One-fifth of the South Asian country’s total forest area has been handed over to community forestry groups, thanks largely to legislation that is considered among the most progressive in the region.

But all is not well. Forest users’ groups were displaced by both the army and Maoist rebels during a decade-long insurgency that ended at least temporarily after King Gyanendra gave up direct power in April. Many groups also fell behind in their paperwork are in danger of losing their status with the government.

FECOFUN is also pushing the Ministry of Forests to change what the group calls a failed policy to manage forests in Nepal’s terai (its southern plains region bordering India). Jungles there produce the most commercially valuable of Nepal’s timber and the ministry is using the “collaborative forestry” approach to try and obscure its grabbing of resources that should be managed by the community, argues FECOFUN.

Threats also come from abroad, said Bhattarai.

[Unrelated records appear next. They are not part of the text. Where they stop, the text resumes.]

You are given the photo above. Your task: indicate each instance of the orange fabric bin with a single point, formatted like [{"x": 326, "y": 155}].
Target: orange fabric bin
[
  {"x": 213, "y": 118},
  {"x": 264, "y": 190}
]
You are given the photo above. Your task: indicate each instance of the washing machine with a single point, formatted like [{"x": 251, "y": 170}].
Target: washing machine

Some foreign aid donors to Nepal, and other countries, “are not interested in supporting community forestry but support other non-democratic approaches”, he added. “Multinational companies are also trying to capture rights to forests and we want to counter that.”

In fact, one Finnish company recently tried to get a forestry concession in Nepal, Peter deMarsh of the International Family Forestry Alliance told the conference’s closing session. “In today’s world, all the largest companies are following what they call ‘global fibre strategies’…this is pushing prices down and making access to markets (for community groups) more difficult,” he added.

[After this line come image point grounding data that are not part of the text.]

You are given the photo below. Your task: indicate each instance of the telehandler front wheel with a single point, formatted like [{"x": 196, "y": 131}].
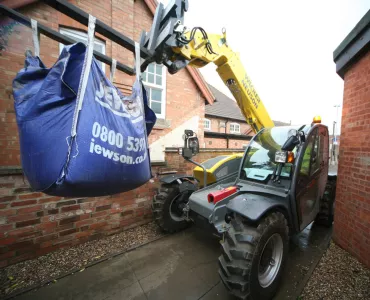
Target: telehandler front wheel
[
  {"x": 168, "y": 206},
  {"x": 253, "y": 257},
  {"x": 325, "y": 217}
]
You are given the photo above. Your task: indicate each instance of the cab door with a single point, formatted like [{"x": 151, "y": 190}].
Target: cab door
[{"x": 308, "y": 187}]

Thai groups are preoccupied by local and national challenges, according to Somying Soontornwong, manager of that country’s support programme at the Regional Community Forestry Training Centre for Asia and the Pacific.

“We need to know how to scale up and empower our network, to unite our groups,” she said in an interview. FECOFUN can provide lessons in how to create an umbrella body of these groups and the best ways to ensure grassroots participation at all levels of the organisation, added Soontornwong.

Thai groups are also brainstorming how to get a law passed that will recognise their rights – after 15 years of failed attempts, she said. ‘’Last year it (failed) again and then the government wanted to relocate people living in national parks and protected areas, but ethnic people have been in those places for a long time.”

According to Chinchilla, a strong global alliance will empower community forestry groups “to lobby our governments, taking into account the achievements of community forestry in conserving the environment, using resources sustainably, and generating jobs”..

“The important thing is that we realise that the problems are similar at the global level: community forestry is not given its due, biodiversity is at threat, air quality is declining and global warming is increasing,” he said. Community forestry has a strategic role to play in addressing those problems, and it is a growing movement.”

“If the alliance is strengthened our voices can also be heard in international forums like the U.N. and EU,” Chinchilla added.

One of the GACF’s first activities will be to present the alliance at the 7th United Nations Forestry Forum, said Bhattarai. First, the group must approve a charter and name two people from each continent to a global board of directors, he added.